NO WRITER ATTRIBUTED

Thank you for Douglas Pravda's article on the Native American Graves Protection and Repatriation Act (NAGPRA) and Peabody Museum ("Museum Returns Native American Sacred Artifacts," news feature, Sep. 19, 1995). Since Harvard's Peabody Museum has one of the largest collections of native remains and cultural items, this story is of concern to many of us inside and outside the Harvard community. I encourage The Crimson to continue coverage of the issue.

I appreciate the Peabody's and Harvard's commitment to fulfilling the law and, with other members of both the Harvard and the national native community, will watch with enthusiasm. Let me in the process point out a couple of issues.

This is not a giant lost and found. People's remains were not lost, they were dug up, usually with hefty grants from the University, the Smithsonian or some government agency. And hundreds of Harvard graduates, whether undergraduate students, graduate students or now-tenured professors at some institutions benefited additionally, receiving their degrees based on this work.

This process has caused tremendous trauma to the native community, by a spiritual disruption related to the unspeakable dishonor of having that which is yours taken for others.
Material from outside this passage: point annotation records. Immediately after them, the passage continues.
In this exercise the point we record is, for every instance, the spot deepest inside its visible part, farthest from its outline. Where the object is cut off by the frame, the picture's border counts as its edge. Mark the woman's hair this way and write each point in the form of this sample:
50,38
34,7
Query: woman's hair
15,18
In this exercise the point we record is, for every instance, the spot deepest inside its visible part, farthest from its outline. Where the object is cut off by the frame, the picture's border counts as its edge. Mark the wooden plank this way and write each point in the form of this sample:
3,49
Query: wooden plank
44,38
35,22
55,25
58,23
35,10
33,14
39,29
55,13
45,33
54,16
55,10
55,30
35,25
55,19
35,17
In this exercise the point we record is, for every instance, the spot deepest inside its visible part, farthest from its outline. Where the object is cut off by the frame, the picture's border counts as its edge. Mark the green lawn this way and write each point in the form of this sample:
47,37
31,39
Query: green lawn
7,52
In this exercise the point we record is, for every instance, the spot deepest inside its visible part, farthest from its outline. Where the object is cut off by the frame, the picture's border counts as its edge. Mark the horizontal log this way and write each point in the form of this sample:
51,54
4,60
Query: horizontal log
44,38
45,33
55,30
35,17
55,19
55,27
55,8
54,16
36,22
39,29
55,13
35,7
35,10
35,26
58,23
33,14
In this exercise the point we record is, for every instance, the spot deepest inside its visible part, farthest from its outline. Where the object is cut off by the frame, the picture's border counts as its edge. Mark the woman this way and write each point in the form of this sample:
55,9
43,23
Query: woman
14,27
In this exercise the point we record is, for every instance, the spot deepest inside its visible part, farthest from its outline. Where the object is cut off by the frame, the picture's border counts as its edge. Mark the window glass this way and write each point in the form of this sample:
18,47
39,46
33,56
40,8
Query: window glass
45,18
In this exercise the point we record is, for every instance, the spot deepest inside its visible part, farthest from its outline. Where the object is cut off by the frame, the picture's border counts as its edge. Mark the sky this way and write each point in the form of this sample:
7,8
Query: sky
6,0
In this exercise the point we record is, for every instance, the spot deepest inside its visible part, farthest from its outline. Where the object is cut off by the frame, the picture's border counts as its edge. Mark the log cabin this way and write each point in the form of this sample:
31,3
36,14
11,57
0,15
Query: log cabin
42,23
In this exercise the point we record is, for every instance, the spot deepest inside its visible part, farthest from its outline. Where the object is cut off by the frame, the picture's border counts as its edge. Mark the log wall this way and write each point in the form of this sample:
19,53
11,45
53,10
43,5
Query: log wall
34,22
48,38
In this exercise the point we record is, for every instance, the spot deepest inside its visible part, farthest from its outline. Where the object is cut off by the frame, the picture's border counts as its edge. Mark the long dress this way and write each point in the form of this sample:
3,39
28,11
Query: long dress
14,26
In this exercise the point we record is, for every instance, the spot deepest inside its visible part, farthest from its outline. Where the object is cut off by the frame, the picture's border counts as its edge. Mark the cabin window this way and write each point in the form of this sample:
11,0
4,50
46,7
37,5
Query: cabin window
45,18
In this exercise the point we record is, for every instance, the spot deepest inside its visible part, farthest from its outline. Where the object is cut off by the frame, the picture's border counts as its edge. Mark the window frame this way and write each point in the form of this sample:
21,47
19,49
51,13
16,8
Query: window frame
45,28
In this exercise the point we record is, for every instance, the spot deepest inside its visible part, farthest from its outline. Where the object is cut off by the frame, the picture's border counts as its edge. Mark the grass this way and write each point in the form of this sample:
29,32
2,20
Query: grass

These ancestors and many sacred remains have been in many cases callously displayed for voyeurs (Harvard) has been much more conscientious than most collectors), augmenting the grief on a deep psychological level of the collective native communities. This violation of the sanctity of cultures has caused deep trauma from which we have yet to recover.

Second, I hope that Harvard will continue funding the Peabody activities as well as NAGPRA. It costs money, yes, but it also costs money to take the objects out of Indian country and will cost much more to put them back. Ironically, native American science, literature, medicine, philosophy, legal institutions, governing structures and art are by and large excluded from the academic curriculum at Harvard University. The mathematical concept of zero, for instance, originated in Mayan cultures, as did sophisticated medical practices; native astronomy (including native Hawaiian astronomy) has been extremely sophisticated, as are our architectural and artistic traditions.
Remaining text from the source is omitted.